Hij zou wel vanavond al mee moeten, want zij gingen eerst nog bij Frans’ vader langs in Limburg, gingen daar blijven slapen, wat in de tuin en het huis werken, en dan van daaruit doorrijden. Bon, dat moest dan maar, dat was ook het probleem niet. Oef! Tot Frans terloops vroeg hoe Wolf dan zou terugkeren. Ha ja, want zij maakten er meteen een weekje Frankfurt van, een vakantie.

Wanhoop.

Ik probeerde de groepsverantwoordelijke te bereiken, maar die nam niet op. Bon, ganse scenario’s in mijn hoofd: zondag zelf naar Aachen rijden, er een daguitstap van maken, en op die manier Wolf oppikken. De trein was geen optie, voor een elfjarige alleen. Of…

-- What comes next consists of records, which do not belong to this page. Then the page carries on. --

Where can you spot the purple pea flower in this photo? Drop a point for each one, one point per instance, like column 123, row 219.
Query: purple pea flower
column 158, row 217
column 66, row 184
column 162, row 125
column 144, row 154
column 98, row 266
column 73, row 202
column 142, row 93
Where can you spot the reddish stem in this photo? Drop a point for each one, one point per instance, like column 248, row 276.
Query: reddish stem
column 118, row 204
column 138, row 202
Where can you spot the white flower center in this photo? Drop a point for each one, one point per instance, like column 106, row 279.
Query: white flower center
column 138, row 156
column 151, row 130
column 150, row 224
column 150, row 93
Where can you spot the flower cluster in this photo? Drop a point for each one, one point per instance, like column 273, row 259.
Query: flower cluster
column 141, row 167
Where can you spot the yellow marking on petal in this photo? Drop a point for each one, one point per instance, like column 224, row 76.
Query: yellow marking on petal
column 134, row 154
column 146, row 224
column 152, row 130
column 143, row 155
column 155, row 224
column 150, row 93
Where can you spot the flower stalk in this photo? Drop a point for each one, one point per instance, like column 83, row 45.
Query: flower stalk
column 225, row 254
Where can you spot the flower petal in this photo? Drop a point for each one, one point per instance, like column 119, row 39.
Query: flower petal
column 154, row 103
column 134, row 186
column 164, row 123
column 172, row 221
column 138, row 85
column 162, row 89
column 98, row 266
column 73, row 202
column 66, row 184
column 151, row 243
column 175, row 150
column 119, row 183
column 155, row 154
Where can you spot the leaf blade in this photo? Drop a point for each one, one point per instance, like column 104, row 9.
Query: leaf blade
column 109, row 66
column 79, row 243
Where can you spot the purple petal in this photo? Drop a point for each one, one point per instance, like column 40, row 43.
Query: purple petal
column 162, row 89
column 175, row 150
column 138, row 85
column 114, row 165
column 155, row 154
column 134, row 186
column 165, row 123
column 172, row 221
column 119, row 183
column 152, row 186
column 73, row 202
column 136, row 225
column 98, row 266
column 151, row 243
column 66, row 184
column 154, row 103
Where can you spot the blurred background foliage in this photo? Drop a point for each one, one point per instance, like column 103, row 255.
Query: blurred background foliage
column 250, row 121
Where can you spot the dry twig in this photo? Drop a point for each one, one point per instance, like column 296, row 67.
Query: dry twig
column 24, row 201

Ik kon de groepsverantwoordelijke bereiken, en die zei: “In het terugkeren gaan ze zeker niet controleren, we nemen hem gewoon mee op de bus. En in de hele kleine kans dat hij tóch tegengehouden wordt, wacht ik wel met hem tot jij ons komt ophalen”.

Opluchting. Yes!

“Alleen moet de toerverantwoordelijke nog akkoord gaan.”

Aaah! Stress!

Ik belde die mens, en die kon me pas na een kwartier terugbellen. Geen enkel probleem, vond hij, Wolf mocht gerust mee terug met de bus.

Opluchting!

En toen belde ik Frans nog eens, en zei die dat ze besloten hadden om toch pas morgenvroeg door te rijden naar Limburg, en dat ik dan Wolf moest afzetten tegen negen uur in Zottegem.

Oef! Oef oef oef!

Dit soort dingen is gewoon slecht voor mijn bloeddruk. Gelukkig staat die standaard toch te laag, maar toch… Maar Wolfs gigantisch blije gezicht, en zijn stevige armen rond mijn nek, zeiden voldoende. Ik heb een ongelofelijk blij kind dat morgen gewoon naar Frankfurt gaat. Misschien in het doorgaan dan niet bij zijn vriendjes, maar dat maakt niet uit. Hij gaat naar Frankfurt, rugby spelen. Als hij nu maar niks bezeert… Maar da’s dan weer een andere kwestie.

Poeh.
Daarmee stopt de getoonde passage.